Under the scheme of arrangement under the Companies Act 2006 (UK), under which Pantoro Limited will acquire Tulla and consolidate 100% ownership and control of the Norseman Gold Project (Merger).
The merger consolidates 100% ownership of the Norseman battery and base metals mineral rights. The merger will create a new mid-cap ASX-listed gold company with target production of 110,000 oz per annum, a Mineral Resource of 4.79 Moz and an Ore Reserve of 0.98 Moz1 and, given the scale of the Norseman project, significant potential to grow the resource base and production profile through greenfields and brownfields exploration.
The merger, before the impact of the Pantoro capital raising (refer below), will result in Pantoro’s shareholders owning in aggregate 51.5% and Tulla’s shareholders owning in aggregate 48.5% of Pantoro’s ordinary shares .
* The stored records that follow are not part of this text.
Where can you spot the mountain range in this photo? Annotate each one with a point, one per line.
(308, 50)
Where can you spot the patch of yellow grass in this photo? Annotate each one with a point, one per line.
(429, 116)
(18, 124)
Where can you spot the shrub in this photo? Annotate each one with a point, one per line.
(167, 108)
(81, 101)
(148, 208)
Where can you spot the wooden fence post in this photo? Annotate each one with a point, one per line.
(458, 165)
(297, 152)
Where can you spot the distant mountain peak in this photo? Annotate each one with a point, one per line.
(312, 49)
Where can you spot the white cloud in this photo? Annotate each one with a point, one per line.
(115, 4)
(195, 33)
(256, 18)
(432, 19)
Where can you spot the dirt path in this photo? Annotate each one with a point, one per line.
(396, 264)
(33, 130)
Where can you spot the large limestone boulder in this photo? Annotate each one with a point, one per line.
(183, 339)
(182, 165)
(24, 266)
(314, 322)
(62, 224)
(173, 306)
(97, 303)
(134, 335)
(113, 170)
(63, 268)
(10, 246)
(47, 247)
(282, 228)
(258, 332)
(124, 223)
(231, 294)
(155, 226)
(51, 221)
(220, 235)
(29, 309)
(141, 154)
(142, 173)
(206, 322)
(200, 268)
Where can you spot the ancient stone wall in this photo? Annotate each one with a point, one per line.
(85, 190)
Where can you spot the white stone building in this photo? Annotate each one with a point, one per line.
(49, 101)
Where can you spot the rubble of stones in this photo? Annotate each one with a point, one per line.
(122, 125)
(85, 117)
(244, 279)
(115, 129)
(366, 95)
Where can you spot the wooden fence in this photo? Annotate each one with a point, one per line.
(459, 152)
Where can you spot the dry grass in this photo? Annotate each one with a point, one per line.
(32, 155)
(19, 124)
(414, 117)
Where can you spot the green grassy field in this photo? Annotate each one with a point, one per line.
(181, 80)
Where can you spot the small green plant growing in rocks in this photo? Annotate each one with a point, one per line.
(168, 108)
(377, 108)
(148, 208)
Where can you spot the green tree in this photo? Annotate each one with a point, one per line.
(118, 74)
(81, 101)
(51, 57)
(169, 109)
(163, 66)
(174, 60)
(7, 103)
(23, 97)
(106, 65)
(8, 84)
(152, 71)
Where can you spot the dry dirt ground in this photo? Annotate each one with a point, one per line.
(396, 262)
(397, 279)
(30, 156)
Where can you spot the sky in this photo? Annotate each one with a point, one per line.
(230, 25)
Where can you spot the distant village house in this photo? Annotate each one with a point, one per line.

The merger is unanimously recommended by the Boards of Tulla and Pantoro, in the absence of a superior proposal, as well as by Tulla’s majority 54.9% shareholder, Tulla Resources Group Pty Limited (TRG), (controlled by the Maloney family), who has provided irrevocable voting support for the Merger, in the absence of a superior proposal.
Each director of Tulla will vote, or procure the voting of, any Tulla shares they control in favour of the Merger, in each case in the absence of a superior proposal.
In support of the Merger, Pantoro is launching a two-tranche institutional placement of new fully paid ordinary shares in the Company (Placement Shares) to sophisticated and professional investors to raise A$75 million (before costs).
Placement shares will be issued at a price of A$0.06 per share. Proceeds from the Placement, together with existing cash, will be applied to support the final stages of ramp-up of the Norseman Gold Project, invest in exploration and Ore Reserve growth, provide appropriate ongoing liquidity and working capital, for debt management and to pay transaction costs.
Pantoro Managing Director, Paul Cmrlec, commented: “Consolidating the Norseman Gold Project into a single entity is a logical step for all parties to maximise value as the project ramps up to reach its full potential as a premier gold asset in Western Australia.
While Norseman has experienced delays and challenges in its ramp-up, key operational and management changes made late in 2022 are now yielding positive results, with productivity and throughput increasing month on month and process plant ramp-up now virtually complete to nameplate capacity.
The equity raising ensures that the combined group is well funded through the initial phases of production and enables the reduction of the consolidated debt position of the Company during this critical phase.
We look forward to working with our proposed new board members and thank our proposed outgoing directors for the dedicated service and guidance to management of the company through the very challenging environment of the past 3 years in particular.”
Tulla Executive Director, Mark Maloney, commented: “Consolidating ownership of the Norseman gold asset and battery metals will deliver significant value for the shareholders of both companies, providing a simplified structure and delivering operational and corporate efficiencies.
Tulla shareholders will realise the upside of their investment in a significant mid-tier Australian gold producer, with a large, high-grade operation of very substantial value while maintaining 100% ownership of the industrial mineral rights at Norseman.
I look forward to serving on the new Board and working with our former joint venture partner to maximize future value for all shareholders.”